Thomas Thorn was a true “techie” who made great use of computers, e-mail, and wireless devices to gather, analyze, and disseminate information. His usual style was to gather daily briefs from the cabinet secretaries and the military via secure e-mail, fire back questions and requests, and then get follow-ups. The cabinet officials had access to the president at any time, but the administration was now greatly decentralized—the secretaries were expected to handle situations and make decisions on their own, with only general thematic guidance from the president himself. The president's chief of staff was not nearly as powerful as past holders of that office—he was little more than an assistant, trying to manage the president's busy schedule and his voracious appetite for information.

Thomas Thorn treated the office of president of the United States as a sacred trust, putting his duties only a millimeter under his devotion to his family. He never took vacations, played no sports, had no hobbies, and only rarely used the Camp David retreat. Since the Jeffersonian Party was little more than a philosophy, a way of thinking devised, managed, and practiced only by Thomas Thorn himself, he had virtually no political apparatus behind him, so he rarely made campaign speeches and never went on fund-raising trips.

The National Security Council members met every Thursday morning at 7:00 a.m., usually in the Oval Office for routine matters, in the Cabinet Room for larger briefings, or in the Situation Room for crisis-management meetings; today the meeting was in the Oval Office. The outer-office secretary admitted the cabinet members all at once, and Thorn greeted them with a smile as he made final notes on his wireless PDA. “Seats, everyone, please,” he said. “Welcome.” The NSC members took their usual places at the chairs and sofas in front of the president's desk, and a butler brought in each person's preferred beverage. Thorn usually paced the office while the meeting was under way—although he virtually carried his life in the personal digital assistant, he rarely referred to it during meetings.

“You see Martindale's press conference today?” Secretary of State Edward Kercheval asked no one in particular. “They did a ‘breaking news' thing—I thought we'd dropped a nuke on China or something.”

“Brutal,” Vice President Lester Busick said. “The guy's a nut. He'll be the laughingstock of Washington in no time.”

“I didn't think you were allowed to use Arlington National Cemetery for political events,” Darrow Horton, the attorney general, said. “Maybe I should check into that.”

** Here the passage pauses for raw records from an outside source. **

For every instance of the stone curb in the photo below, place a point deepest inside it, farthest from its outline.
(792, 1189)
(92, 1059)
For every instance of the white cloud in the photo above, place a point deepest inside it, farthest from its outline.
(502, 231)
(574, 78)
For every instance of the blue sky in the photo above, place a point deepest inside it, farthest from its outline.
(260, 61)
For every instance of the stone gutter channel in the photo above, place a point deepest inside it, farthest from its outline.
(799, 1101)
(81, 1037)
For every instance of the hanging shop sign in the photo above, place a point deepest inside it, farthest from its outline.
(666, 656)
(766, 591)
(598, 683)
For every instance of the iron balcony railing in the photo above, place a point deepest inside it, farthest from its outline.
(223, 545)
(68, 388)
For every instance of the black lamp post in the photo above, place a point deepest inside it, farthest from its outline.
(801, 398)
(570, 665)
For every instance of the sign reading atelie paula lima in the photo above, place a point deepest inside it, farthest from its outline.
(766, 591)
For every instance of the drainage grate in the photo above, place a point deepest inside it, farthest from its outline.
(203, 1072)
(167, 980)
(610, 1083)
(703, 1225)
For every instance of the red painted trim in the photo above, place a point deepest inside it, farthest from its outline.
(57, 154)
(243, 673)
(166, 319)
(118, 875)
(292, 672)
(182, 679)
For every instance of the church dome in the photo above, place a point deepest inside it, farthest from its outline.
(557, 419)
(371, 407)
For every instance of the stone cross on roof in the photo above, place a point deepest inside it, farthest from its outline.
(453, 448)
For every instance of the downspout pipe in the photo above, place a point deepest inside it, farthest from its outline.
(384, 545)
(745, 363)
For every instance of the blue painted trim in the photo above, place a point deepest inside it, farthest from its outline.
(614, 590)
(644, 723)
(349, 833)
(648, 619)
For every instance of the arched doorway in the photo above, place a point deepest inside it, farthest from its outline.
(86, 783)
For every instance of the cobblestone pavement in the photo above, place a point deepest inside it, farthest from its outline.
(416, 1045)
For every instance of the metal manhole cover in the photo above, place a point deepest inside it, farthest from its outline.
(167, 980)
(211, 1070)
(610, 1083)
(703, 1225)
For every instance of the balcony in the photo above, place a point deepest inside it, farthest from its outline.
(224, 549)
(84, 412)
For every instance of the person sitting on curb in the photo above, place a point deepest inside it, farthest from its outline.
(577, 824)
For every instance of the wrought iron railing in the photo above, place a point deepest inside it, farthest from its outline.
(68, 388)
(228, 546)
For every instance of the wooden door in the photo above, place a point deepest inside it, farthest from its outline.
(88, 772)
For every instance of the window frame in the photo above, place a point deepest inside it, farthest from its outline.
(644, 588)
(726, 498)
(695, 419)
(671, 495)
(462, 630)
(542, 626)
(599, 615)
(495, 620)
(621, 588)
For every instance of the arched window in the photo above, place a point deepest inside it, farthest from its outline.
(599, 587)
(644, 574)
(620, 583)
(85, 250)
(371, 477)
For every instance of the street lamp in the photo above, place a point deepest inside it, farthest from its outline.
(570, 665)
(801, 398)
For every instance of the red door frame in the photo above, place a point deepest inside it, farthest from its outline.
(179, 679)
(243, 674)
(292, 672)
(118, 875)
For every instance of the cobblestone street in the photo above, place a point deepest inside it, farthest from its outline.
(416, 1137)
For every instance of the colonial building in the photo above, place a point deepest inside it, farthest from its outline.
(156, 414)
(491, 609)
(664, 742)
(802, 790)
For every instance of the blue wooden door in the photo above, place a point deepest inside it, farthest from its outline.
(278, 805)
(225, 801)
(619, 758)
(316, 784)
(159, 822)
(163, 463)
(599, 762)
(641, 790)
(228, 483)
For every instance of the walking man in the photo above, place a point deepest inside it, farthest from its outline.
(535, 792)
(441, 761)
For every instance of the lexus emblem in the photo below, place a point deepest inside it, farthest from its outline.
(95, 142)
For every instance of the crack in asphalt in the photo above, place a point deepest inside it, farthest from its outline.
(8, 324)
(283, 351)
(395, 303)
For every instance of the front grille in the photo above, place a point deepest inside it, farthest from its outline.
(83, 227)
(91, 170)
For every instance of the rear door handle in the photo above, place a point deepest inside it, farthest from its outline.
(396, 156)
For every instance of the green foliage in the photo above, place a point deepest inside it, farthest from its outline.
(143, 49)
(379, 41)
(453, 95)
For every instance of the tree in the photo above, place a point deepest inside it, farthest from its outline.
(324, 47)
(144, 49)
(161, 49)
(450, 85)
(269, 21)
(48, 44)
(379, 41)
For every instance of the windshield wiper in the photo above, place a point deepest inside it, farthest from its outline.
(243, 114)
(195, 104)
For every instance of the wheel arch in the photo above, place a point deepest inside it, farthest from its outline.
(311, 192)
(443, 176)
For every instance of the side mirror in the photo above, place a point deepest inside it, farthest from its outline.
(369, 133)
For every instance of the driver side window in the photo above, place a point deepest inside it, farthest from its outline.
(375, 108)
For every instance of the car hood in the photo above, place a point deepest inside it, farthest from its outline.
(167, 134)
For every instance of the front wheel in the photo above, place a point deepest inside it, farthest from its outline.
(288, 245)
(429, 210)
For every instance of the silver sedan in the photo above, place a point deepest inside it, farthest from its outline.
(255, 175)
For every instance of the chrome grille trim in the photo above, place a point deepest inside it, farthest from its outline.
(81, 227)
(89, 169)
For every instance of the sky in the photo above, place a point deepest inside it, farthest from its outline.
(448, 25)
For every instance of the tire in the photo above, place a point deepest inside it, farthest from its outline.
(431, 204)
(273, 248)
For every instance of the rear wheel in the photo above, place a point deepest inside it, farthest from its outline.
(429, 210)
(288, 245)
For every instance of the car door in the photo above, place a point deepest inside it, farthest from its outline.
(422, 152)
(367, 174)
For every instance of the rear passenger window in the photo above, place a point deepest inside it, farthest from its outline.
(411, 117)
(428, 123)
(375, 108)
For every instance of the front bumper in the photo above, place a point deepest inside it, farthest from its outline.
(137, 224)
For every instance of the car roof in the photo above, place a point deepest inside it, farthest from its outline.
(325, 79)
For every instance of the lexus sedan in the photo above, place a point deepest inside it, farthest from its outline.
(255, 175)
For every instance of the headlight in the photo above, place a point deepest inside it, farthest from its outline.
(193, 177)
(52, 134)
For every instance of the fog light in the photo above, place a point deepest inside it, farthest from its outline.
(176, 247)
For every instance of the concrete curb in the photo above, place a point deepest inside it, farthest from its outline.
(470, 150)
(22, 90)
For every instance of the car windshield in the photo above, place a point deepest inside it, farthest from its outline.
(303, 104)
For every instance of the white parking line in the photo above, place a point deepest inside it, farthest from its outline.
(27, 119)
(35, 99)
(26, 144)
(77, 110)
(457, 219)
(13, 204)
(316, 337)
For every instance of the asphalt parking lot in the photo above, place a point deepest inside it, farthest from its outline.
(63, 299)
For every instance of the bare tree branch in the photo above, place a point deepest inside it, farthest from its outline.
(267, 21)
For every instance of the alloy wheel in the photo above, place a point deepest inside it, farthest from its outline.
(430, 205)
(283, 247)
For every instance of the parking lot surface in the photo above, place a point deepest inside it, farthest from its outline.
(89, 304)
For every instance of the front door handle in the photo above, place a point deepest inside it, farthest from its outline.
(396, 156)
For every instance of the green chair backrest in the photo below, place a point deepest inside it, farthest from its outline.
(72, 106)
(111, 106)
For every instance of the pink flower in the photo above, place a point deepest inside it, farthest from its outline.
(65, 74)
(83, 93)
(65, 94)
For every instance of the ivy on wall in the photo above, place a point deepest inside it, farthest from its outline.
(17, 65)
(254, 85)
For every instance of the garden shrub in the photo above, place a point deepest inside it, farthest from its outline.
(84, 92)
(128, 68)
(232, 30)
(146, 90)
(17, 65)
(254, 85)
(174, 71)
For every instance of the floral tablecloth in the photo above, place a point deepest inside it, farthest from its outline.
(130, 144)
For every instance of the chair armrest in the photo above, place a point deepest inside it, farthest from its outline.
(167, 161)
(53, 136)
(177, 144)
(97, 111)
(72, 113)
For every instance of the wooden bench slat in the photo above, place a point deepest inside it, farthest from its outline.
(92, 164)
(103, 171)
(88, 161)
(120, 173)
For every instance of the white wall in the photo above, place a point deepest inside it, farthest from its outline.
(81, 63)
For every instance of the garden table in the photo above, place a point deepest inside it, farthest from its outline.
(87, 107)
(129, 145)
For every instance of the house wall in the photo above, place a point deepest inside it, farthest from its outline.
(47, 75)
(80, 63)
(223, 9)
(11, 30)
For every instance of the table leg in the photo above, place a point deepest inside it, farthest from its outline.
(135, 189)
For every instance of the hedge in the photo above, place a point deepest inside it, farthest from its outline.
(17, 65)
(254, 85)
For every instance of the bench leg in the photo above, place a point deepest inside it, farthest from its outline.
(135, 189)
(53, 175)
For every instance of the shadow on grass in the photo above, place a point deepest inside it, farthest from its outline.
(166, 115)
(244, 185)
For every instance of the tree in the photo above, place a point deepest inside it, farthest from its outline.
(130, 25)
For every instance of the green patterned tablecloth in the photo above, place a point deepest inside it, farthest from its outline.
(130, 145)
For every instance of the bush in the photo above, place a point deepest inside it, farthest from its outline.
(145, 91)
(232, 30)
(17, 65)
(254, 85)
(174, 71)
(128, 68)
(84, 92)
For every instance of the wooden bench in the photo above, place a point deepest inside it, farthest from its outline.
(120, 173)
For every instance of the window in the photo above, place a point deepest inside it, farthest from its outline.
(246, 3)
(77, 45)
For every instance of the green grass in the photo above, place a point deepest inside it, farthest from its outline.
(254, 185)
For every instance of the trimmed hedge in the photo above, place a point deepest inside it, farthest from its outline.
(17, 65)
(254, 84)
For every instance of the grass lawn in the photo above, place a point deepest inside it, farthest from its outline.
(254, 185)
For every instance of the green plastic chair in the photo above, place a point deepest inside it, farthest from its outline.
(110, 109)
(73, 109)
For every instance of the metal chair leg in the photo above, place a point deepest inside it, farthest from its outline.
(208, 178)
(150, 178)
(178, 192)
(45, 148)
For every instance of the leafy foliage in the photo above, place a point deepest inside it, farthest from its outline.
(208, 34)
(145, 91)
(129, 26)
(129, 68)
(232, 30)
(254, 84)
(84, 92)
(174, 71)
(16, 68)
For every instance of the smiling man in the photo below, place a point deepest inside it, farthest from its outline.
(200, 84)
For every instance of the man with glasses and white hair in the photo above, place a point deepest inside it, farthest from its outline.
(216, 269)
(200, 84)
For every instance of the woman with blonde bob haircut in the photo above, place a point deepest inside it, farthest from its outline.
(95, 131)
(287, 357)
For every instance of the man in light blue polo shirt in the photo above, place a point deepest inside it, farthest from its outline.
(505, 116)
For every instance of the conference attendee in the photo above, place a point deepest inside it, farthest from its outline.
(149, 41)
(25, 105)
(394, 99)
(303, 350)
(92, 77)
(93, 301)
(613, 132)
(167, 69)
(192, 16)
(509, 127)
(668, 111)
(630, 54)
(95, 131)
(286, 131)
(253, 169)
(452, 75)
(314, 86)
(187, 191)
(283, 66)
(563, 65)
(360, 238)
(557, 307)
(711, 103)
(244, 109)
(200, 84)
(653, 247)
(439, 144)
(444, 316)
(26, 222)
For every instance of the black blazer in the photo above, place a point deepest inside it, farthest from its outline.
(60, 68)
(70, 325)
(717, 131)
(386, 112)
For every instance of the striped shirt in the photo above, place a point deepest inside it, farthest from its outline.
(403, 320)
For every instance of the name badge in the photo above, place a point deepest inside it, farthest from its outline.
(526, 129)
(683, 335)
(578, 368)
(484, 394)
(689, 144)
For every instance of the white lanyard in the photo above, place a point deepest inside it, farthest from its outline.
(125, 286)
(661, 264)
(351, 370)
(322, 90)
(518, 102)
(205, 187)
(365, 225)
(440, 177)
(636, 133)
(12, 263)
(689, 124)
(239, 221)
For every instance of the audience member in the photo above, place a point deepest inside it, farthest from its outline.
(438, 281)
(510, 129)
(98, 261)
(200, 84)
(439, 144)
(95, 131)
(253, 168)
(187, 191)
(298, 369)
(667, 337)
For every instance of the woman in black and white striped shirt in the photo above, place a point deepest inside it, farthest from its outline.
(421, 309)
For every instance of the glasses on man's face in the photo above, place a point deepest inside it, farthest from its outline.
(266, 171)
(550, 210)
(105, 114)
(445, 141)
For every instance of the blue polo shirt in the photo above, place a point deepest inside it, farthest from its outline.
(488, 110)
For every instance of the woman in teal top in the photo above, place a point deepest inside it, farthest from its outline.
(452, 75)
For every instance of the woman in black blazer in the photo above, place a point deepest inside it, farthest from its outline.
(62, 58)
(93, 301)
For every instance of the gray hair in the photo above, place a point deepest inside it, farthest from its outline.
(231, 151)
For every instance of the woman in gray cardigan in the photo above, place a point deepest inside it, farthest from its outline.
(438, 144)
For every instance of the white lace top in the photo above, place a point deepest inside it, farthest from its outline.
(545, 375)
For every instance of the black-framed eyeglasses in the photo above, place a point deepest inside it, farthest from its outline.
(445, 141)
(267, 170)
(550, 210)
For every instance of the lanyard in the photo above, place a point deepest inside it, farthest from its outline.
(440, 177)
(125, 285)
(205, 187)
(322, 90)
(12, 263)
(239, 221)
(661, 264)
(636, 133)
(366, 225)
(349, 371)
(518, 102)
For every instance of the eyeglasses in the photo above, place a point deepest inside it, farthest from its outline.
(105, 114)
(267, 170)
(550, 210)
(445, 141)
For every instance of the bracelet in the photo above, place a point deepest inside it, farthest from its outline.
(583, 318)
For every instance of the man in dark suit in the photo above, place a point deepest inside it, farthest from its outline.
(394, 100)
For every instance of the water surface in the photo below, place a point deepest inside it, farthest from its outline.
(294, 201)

Robert Goff, the secretary of defense and the president's de facto chief political adviser, nodded in agreement. “Good idea,” he said. “But I wouldn't be too concerned about Martindale. When word about some of the things he's been doing over the past couple years starts leaking, he'll have no choice but to pull out. The American people won't stand for an ex-president who uses his office to carry out secret mercenary missions.”

“Let's get started, shall we?” the president began as he put away his PDA. “I saw the item in this morning's news on the fighting in Chechnya. What's the latest?”